The long-term study also provided Brennan with more data about year-to-year yield variations in the legume-rye mix, including why legumes, which make up most of the seed costs, are not consistently abundant. “We think cooler early-season weather helps legumes compete with the rye,” Brennan says. “So if farmers are expecting a hot and dry fall, they might not want to spend the money for a legume cover crop; they might decide to just use rye instead.”
Notes on Nitrogen
One benefit of many cover crops is that they take up nitrogen from the soil, which helps reduce nitrate losses into ground water and nearby streams and waterways. When farmers prepare fields for planting by disking cover crop residues into the soil, the nitrogen accumulated by the cover crop gets recycled back into the soil and can be taken up by cash crops that follow.
Brennan’s data revealed that the long-term average nitrogen uptake by rye and mustard did not differ significantly (98 and 102 pounds of nitrogen per acre, respectively). But the legume-rye mix accumulated 135 pounds of nitrogen per acre, possibly due to nitrogen fixing by the legumes.
Farmers often rate the quality of cover crop residue by its carbon/nitrogen ratio. “High-quality” residues have lower carbon/nitrogen ratios, so the residue decomposes more quickly and may provide nitrogen to the cash crops that follow.
But during wet spring periods, nitrogen that has been rapidly released by these residues may also leach below the root zone more easily. On the other hand, “low-quality” residues with high carbon/nitrogen ratios may temporarily deplete soil nitrogen, as organisms use it to break down the residue.
Brennan determined that cover crop carbon/nitrogen ratios increased through the winter and were always higher in rye than in the other two cover crops. Slower decomposition of low-quality rye residues could use more soil nitrogen than the decomposition of the other two cover crops and might reduce the amount of nitrogen available to the cash crops.
The scientist also used his data on carbon/nitrogen crop ratios and cover crop dry matter production to calculate that cover crop contributions to soil carbon levels would be around 30 percent greater for rye and the legume-rye mixture—1.4 tons per acre—than for mustard, which only added 1.1 ton of carbon per acre.
The Price To Pay
Brennan concluded that rye and mustard planted at typical seeding rates were the most cost-effective cover crops for maximizing dry matter production and weed control.
Planting 80 pounds of rye seed would cost $28 per acre, while planting 10 pounds of mustard seed would cost $30 per acre.
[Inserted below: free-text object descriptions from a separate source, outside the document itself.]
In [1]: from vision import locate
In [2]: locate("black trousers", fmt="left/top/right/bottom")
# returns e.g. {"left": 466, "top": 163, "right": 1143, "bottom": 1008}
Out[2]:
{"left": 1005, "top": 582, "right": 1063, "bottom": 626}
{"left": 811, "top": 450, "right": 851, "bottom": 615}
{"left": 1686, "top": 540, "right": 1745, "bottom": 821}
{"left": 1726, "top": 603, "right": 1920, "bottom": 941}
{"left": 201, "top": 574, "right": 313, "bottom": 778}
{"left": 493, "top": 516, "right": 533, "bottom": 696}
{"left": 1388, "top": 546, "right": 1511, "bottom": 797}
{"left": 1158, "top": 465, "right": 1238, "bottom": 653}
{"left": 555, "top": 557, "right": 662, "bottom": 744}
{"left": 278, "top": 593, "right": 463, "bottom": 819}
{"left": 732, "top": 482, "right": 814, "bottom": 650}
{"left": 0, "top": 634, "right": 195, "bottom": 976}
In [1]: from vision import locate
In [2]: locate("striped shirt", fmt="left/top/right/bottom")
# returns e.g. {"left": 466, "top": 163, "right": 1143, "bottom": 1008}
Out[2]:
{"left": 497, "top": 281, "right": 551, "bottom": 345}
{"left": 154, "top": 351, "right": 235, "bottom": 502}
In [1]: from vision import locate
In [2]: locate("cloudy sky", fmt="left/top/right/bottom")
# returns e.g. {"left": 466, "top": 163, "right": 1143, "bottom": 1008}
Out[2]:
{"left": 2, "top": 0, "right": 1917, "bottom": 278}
Seed costs for planting a legume-rye mix at the three times the typical rate—125 pounds per acre, the level needed for good winter weed suppression—was nearly10 times more, at $275 per acre.
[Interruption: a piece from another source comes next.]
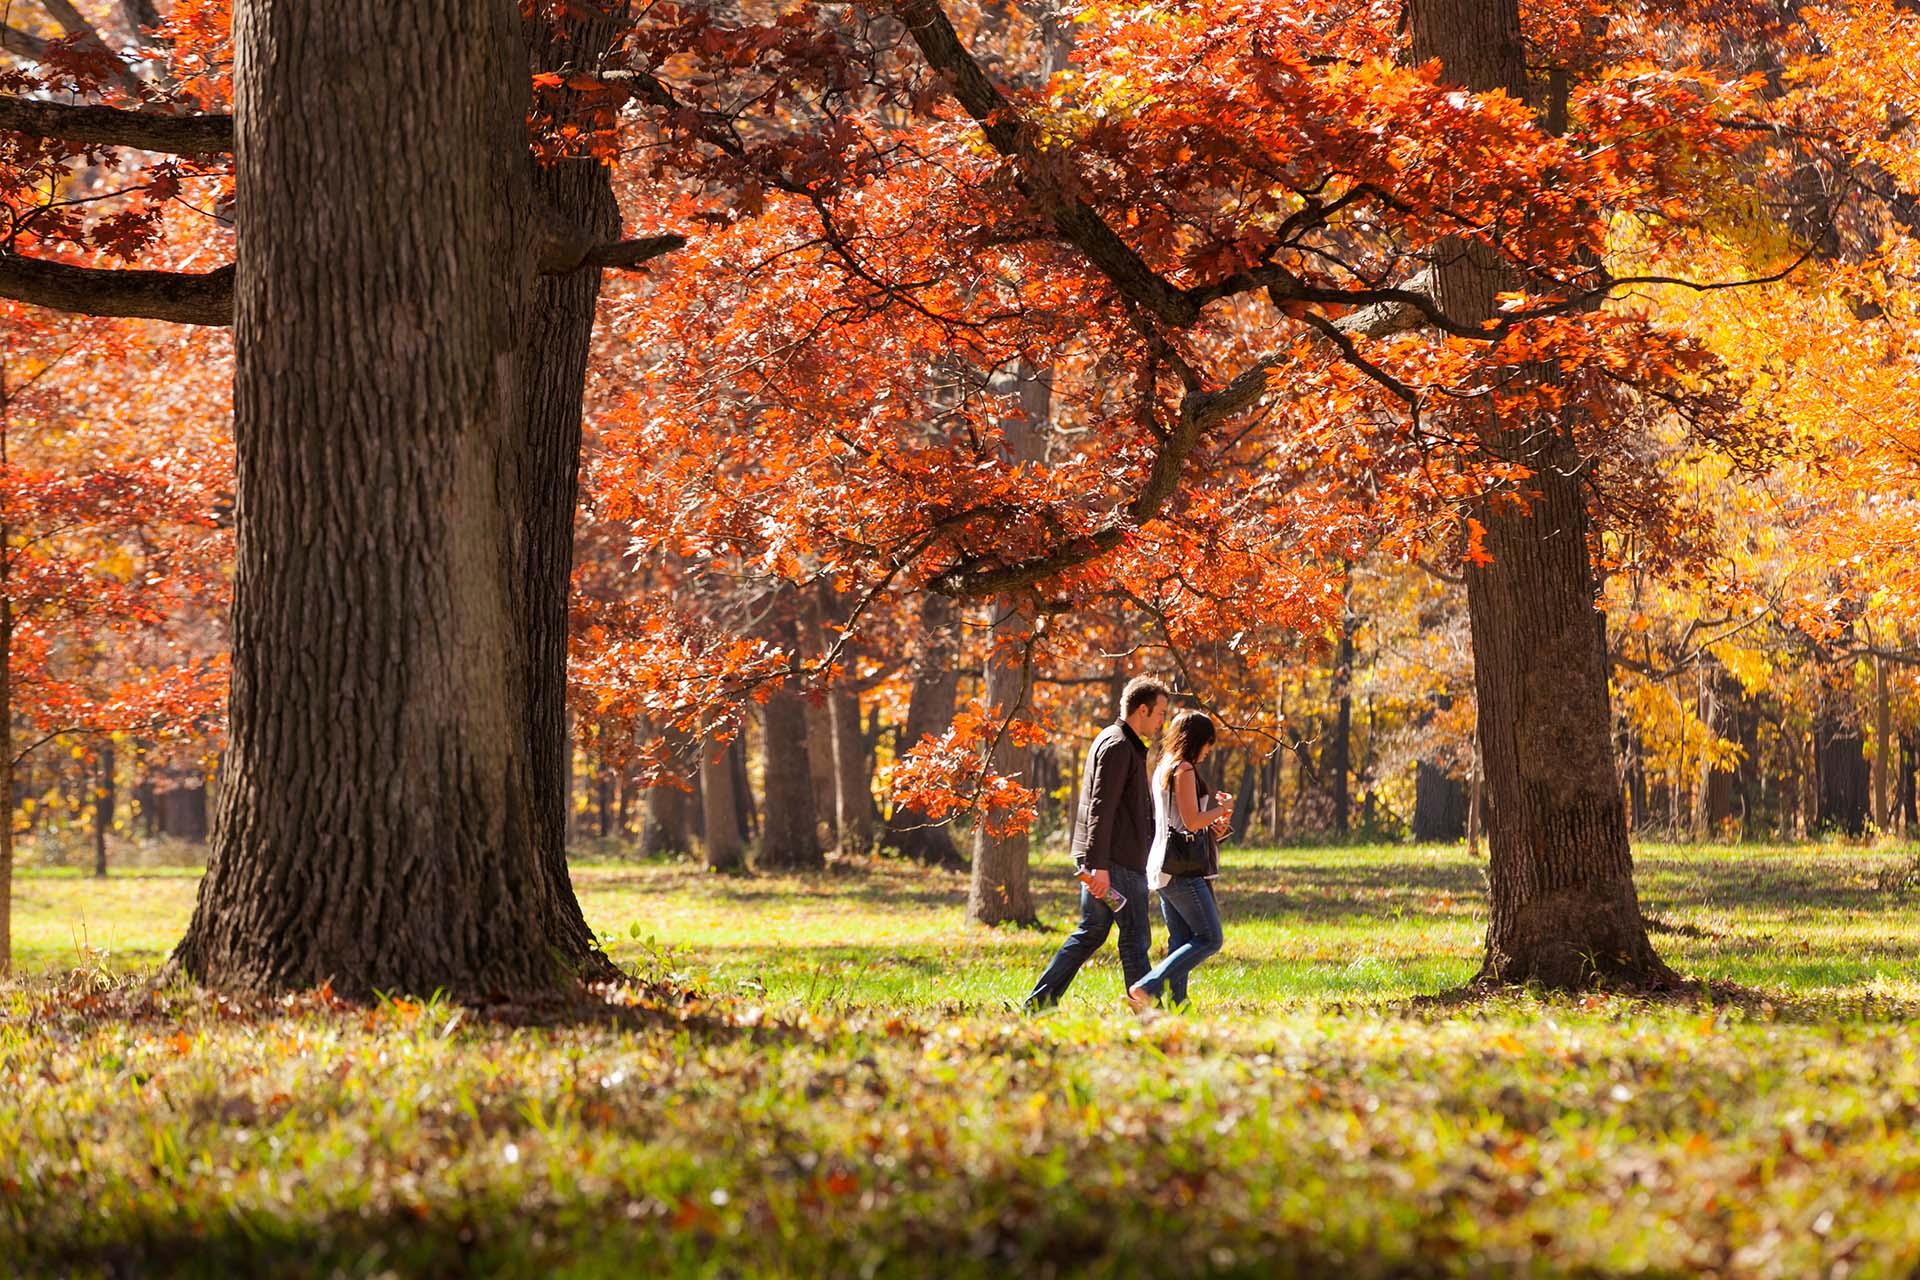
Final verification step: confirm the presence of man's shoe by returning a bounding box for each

But on the plus side, the legumes can help fix nitrogen in the soil. “Farmers have to decide if it’s worth the extra cost to plant a legume-rye cover crop, which might contribute more nitrogen for the next crop, or if it makes sense to use more pelleted organic fertilizer made from chicken litter and protein meals instead,” Brennan explains.
“These findings can help farmers in high-value vegetable production systems figure out where to spend their money,” he concludes. “And as in conventional cropping systems, cover crops can help organic producers improve their environmental footprint with sustainable practices that help reduce soil nitrogen losses—an issue that is becoming increasingly important for agricultural producers.”
Some of these findings have appeared in Agronomy Journal and Applied Soil Ecology.